民主党の代表選で小沢一郎前幹事長が無利子国債に言及し、その余波が広がっている。冷静になって考えてみたい。
利子が付かない購入者側のマイナス要素を、相続税免除という恩典を与えることにより埋め合わせるというのが、無利子国債の仕組みだ。
相続税を回避するため世の中には巨額の現金がため込まれている。無利子国債によってこのお金を集め景気対策に使えば、たんす預金が生きたカネに変わるというのが、推進論者が強調する点だ。
一方、脱税目的の資金を政府が救済するに等しく、一度限りと政府が言っても、再度の救済を期待しアングラマネーを増殖させることになりかねないという批判もある。
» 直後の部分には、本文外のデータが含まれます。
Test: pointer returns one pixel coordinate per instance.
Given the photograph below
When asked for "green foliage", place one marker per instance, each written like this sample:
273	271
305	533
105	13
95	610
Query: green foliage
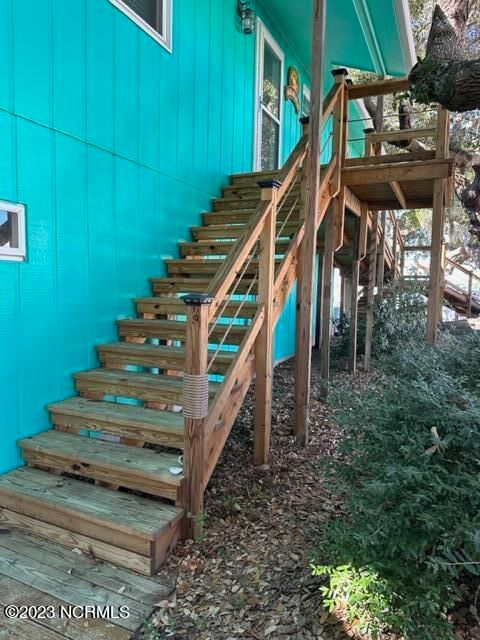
411	477
399	317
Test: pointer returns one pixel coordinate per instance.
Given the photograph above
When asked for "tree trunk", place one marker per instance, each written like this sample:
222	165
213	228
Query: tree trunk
455	85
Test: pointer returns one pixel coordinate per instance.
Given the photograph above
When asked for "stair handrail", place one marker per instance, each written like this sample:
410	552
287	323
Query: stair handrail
207	428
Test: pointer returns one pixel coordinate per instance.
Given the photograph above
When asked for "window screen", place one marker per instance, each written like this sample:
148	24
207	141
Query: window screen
148	10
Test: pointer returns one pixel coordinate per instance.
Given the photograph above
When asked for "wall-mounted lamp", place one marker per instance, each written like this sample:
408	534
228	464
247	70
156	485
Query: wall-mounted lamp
247	16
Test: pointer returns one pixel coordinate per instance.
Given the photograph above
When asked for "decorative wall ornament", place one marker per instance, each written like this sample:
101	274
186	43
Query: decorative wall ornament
292	90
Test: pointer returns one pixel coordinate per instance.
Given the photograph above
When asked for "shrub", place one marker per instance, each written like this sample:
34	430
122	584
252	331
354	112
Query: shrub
411	477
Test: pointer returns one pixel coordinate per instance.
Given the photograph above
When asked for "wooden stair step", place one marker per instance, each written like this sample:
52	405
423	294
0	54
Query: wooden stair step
207	247
175	330
204	266
126	529
247	203
150	425
182	285
152	355
136	468
233	231
148	387
247	191
242	216
158	305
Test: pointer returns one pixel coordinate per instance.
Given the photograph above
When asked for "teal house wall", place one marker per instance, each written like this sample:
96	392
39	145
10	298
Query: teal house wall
115	146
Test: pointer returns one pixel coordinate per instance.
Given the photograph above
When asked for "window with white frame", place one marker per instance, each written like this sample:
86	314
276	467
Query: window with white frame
305	101
12	232
153	16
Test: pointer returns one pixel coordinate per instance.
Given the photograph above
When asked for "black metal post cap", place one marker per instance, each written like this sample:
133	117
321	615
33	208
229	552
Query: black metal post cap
197	299
269	184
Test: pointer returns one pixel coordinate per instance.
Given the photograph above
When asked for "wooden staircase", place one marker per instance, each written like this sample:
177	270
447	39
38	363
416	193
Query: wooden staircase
122	473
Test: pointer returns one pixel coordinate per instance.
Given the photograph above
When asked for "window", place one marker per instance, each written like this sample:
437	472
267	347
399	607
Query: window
305	101
153	16
12	232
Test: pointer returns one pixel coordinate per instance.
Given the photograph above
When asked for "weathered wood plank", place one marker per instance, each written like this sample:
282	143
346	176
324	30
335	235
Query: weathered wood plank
145	470
160	427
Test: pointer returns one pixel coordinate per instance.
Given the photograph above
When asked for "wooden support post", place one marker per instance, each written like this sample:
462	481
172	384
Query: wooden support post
195	410
327	279
342	294
372	270
352	356
381	256
306	263
470	295
318	319
264	342
435	286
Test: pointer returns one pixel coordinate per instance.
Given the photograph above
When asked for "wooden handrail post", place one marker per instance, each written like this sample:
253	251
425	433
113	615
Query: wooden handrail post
470	295
326	307
381	255
436	287
372	271
306	257
264	342
195	410
357	250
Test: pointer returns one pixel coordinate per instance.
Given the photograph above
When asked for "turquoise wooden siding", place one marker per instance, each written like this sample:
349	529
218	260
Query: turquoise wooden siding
115	147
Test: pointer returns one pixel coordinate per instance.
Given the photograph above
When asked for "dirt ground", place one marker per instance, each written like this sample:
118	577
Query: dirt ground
250	576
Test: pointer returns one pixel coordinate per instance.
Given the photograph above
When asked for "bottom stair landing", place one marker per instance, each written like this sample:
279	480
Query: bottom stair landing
38	573
117	526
可否をめぐっては、さまざまな論議があるが、普通の国債が支障なく発行できている状況で、あえて無利子国債を出すメリットが、果たしてあるのだろうか。
日銀は市中に出回っている現金に見合った形で国債などの資産を保有している。無利子の現金を発行して、金利の付く国債などを購入しているわけで、それによって得られた利益は国庫に繰り入れられている。無利子国債の発行で現金が減れば、通貨発行による利益も、減少する。
一方、無利子国債を買う側からすると、失われる金利収入を上回る相続税免除のメリットがないと意味はない。国とたんす預金の保有者のどちらが損をするのかというと、利払い費を上回る相続税収入を失いながら、通貨発行益も減少する国の方ということになる。
無利子国債の発行は、国に不利に働く。それなら、普通の国債を発行すればいいということではないか。
国債の市中消化が難しいなら、損を覚悟で無利子国債の発行も考えられる。しかし、相続税免除のメリットがあるからといって、そんな状況下で積極的に購入する人がいるだろうか。
もうひとつ指摘したいのは、無利子国債論の根底にある考え方だ。資産家層を多少優遇したとしても、そこから出てくるお金で景気がよくなれば、一般の人たちも恩恵を受けられる。小泉政権下で金融・経済財政担当相の竹中平蔵氏が推し進めた構造改革の考え方と似ている。
この無利子国債導入論は、前にも論議が行われたが、急速にしぼんだ。小沢氏自身も10日の公開討論会で「相続税免除の非課税国債は基本的に賛成ではない」と、否定的な見解を示している。
奇策で臨んでも、問題を先送りするか悪化させるだけというのが歴史が教えるところだ。今回も賢明な判断が行われることを期待する。